Short Title of Incident

Date(s) of Incident: YYYY-MM-DD date or date range of incident

Summary

This should be a 1-2 paragraph executive summary of the incident that conveys the systems involved, impact scope, and severity. The goal of this summary is help someone determine if they want or need to read the rest of the report; do not make it too long in an effort to convey everything about the incident in one place.

Description

This is the most important section of your retrospective. This is where you will finally assemble a narrative of the incident. Do not write this section until the retrospective has been conducted.

This narrative does not need to presented in a chronological fashion; you could organize it by the systems or teams involved, by tested hypotheses, or any other way that makes sense. However you organize it, you should make sure that a reader can follow the progression of the incident and understand what happened.

When writing this narrative, be sure to highlight:

  • when the incident started, stopped, or changed its nature and/or severity
  • when and how people made realizations about the nature of the incident
  • when and how people made hypotheses (right or wrong) about the nature of the incident
  • anything that surprised people during the incident
  • any point where people had contradictory perceptions about the incident

Timeline

This should be a minute-by-minute account highlighting critical events over the course of the incident; as much as possible, these should be linked to a primary record of some type, such as a Slack message, system log, or PagerDuty alert. If that is not possible, snipping out a log line or providing some other message for context is important.

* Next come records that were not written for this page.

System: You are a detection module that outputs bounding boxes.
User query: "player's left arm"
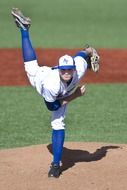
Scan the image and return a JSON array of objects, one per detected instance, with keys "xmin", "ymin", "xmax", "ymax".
[
  {"xmin": 59, "ymin": 85, "xmax": 86, "ymax": 106},
  {"xmin": 74, "ymin": 45, "xmax": 100, "ymax": 72}
]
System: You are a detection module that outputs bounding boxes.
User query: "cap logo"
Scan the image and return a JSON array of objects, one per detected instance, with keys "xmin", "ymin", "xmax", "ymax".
[{"xmin": 63, "ymin": 58, "xmax": 68, "ymax": 65}]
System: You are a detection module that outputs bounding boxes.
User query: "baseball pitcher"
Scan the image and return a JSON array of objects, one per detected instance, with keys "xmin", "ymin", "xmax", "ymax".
[{"xmin": 11, "ymin": 8, "xmax": 99, "ymax": 178}]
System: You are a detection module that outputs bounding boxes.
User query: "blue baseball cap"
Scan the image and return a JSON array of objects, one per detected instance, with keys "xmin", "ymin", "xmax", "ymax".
[{"xmin": 53, "ymin": 55, "xmax": 76, "ymax": 70}]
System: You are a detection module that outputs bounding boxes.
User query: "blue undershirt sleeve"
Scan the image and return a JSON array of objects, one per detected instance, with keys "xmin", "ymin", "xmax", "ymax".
[
  {"xmin": 44, "ymin": 99, "xmax": 61, "ymax": 111},
  {"xmin": 73, "ymin": 51, "xmax": 88, "ymax": 60}
]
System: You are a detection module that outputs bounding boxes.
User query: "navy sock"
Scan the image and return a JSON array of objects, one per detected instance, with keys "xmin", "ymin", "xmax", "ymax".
[
  {"xmin": 52, "ymin": 129, "xmax": 65, "ymax": 165},
  {"xmin": 21, "ymin": 29, "xmax": 36, "ymax": 62}
]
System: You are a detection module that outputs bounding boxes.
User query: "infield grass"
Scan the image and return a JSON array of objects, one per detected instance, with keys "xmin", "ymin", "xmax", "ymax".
[
  {"xmin": 0, "ymin": 84, "xmax": 127, "ymax": 148},
  {"xmin": 0, "ymin": 0, "xmax": 127, "ymax": 48}
]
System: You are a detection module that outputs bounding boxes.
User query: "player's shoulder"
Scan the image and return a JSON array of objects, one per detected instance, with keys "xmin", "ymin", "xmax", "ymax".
[{"xmin": 44, "ymin": 70, "xmax": 60, "ymax": 91}]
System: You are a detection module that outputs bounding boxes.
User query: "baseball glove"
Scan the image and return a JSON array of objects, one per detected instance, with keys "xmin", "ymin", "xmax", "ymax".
[{"xmin": 85, "ymin": 45, "xmax": 100, "ymax": 72}]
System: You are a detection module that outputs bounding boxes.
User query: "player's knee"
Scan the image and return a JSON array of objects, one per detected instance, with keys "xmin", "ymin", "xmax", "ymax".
[{"xmin": 51, "ymin": 121, "xmax": 65, "ymax": 130}]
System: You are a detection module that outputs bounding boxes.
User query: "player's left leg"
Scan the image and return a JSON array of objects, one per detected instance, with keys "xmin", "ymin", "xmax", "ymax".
[
  {"xmin": 48, "ymin": 105, "xmax": 67, "ymax": 177},
  {"xmin": 11, "ymin": 8, "xmax": 39, "ymax": 86}
]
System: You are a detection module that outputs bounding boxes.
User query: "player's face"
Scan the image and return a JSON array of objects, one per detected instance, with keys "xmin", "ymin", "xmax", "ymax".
[{"xmin": 59, "ymin": 69, "xmax": 75, "ymax": 82}]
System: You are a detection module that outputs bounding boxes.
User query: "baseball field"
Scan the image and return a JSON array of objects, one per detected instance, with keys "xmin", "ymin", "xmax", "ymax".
[{"xmin": 0, "ymin": 0, "xmax": 127, "ymax": 190}]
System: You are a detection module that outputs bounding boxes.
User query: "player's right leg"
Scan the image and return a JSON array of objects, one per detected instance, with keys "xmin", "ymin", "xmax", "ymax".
[{"xmin": 11, "ymin": 8, "xmax": 39, "ymax": 86}]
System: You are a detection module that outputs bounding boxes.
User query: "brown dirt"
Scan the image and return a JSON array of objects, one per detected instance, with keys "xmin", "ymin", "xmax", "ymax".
[
  {"xmin": 0, "ymin": 49, "xmax": 127, "ymax": 190},
  {"xmin": 0, "ymin": 142, "xmax": 127, "ymax": 190}
]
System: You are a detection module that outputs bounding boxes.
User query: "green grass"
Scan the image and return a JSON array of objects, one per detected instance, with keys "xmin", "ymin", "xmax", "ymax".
[
  {"xmin": 0, "ymin": 84, "xmax": 127, "ymax": 148},
  {"xmin": 0, "ymin": 0, "xmax": 127, "ymax": 48}
]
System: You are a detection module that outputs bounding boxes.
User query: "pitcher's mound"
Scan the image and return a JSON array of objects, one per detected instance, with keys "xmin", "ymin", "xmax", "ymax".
[{"xmin": 0, "ymin": 142, "xmax": 127, "ymax": 190}]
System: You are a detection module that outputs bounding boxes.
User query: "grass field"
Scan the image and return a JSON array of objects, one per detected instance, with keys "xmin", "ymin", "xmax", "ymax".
[
  {"xmin": 0, "ymin": 0, "xmax": 127, "ymax": 48},
  {"xmin": 0, "ymin": 84, "xmax": 127, "ymax": 148},
  {"xmin": 0, "ymin": 0, "xmax": 127, "ymax": 148}
]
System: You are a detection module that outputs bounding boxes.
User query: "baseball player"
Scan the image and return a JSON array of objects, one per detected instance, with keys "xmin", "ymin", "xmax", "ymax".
[{"xmin": 11, "ymin": 8, "xmax": 99, "ymax": 178}]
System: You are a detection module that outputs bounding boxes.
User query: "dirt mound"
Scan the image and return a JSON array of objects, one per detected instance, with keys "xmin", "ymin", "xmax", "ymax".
[{"xmin": 0, "ymin": 142, "xmax": 127, "ymax": 190}]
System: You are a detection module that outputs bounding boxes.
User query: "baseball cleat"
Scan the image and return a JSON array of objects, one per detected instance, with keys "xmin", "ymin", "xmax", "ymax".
[
  {"xmin": 48, "ymin": 164, "xmax": 61, "ymax": 178},
  {"xmin": 11, "ymin": 8, "xmax": 31, "ymax": 30}
]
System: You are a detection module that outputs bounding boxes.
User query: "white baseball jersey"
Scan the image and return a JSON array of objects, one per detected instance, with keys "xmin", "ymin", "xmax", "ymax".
[
  {"xmin": 24, "ymin": 56, "xmax": 87, "ymax": 130},
  {"xmin": 25, "ymin": 56, "xmax": 87, "ymax": 102}
]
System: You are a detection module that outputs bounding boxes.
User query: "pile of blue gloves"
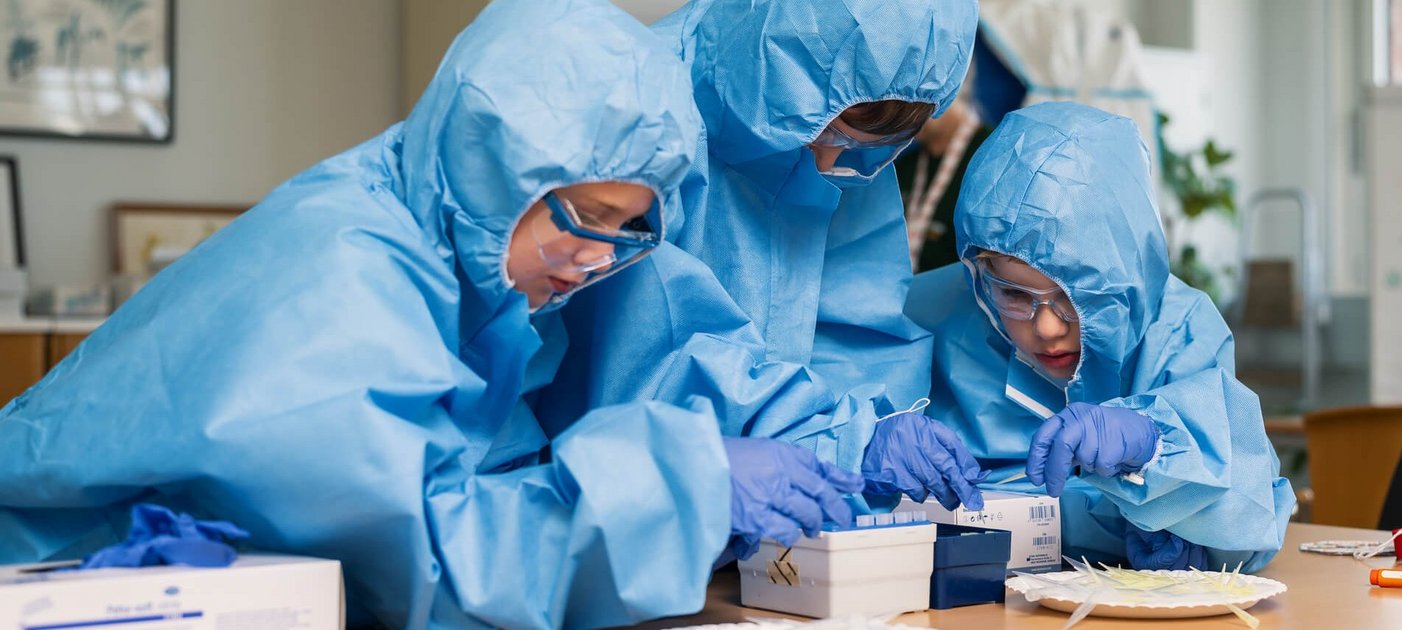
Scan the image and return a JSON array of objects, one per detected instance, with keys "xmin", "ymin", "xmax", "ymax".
[{"xmin": 79, "ymin": 504, "xmax": 248, "ymax": 568}]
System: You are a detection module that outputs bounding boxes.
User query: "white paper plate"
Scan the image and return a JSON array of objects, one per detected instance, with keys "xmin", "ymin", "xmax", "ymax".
[{"xmin": 1007, "ymin": 571, "xmax": 1286, "ymax": 619}]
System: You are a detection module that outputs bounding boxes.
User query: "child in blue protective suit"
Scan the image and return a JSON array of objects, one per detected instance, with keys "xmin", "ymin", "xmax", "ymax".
[
  {"xmin": 906, "ymin": 102, "xmax": 1294, "ymax": 571},
  {"xmin": 0, "ymin": 0, "xmax": 861, "ymax": 629},
  {"xmin": 536, "ymin": 0, "xmax": 981, "ymax": 516}
]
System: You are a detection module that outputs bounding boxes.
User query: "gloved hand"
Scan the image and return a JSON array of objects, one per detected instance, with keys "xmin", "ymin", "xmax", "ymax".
[
  {"xmin": 1124, "ymin": 523, "xmax": 1209, "ymax": 570},
  {"xmin": 723, "ymin": 438, "xmax": 862, "ymax": 560},
  {"xmin": 862, "ymin": 413, "xmax": 988, "ymax": 511},
  {"xmin": 1028, "ymin": 403, "xmax": 1158, "ymax": 497},
  {"xmin": 79, "ymin": 504, "xmax": 248, "ymax": 568}
]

The timeline should start with the date of the events and the timezone for the timeline, and then each event should be tagged with a timestamp.

For example:

2020-05-22

All times CDT (GMT -0500).

  • 08:17 - spacecats-fe begins logging messages about being unable to contact spacecats-api
  • 08:21 - cblkwell receives alert that spacecats-fe failed ping test

This timeline should be curated; you don't need every individual message or event cataloged here. However, do not edit out so much that context is lost. Do not remove things that weren't relevant to the incident if they seemed relevant at the time. We want to make sure people who read this timeline see how things looked to the responders at the time. This means including actions that didn't ultimately turn out to be productive, spurious alerts that caused concern but ended up being unrelated, or anything else that may have affected the incident response even if unrelated to the incident (was someone unable to respond because their internet service went down?).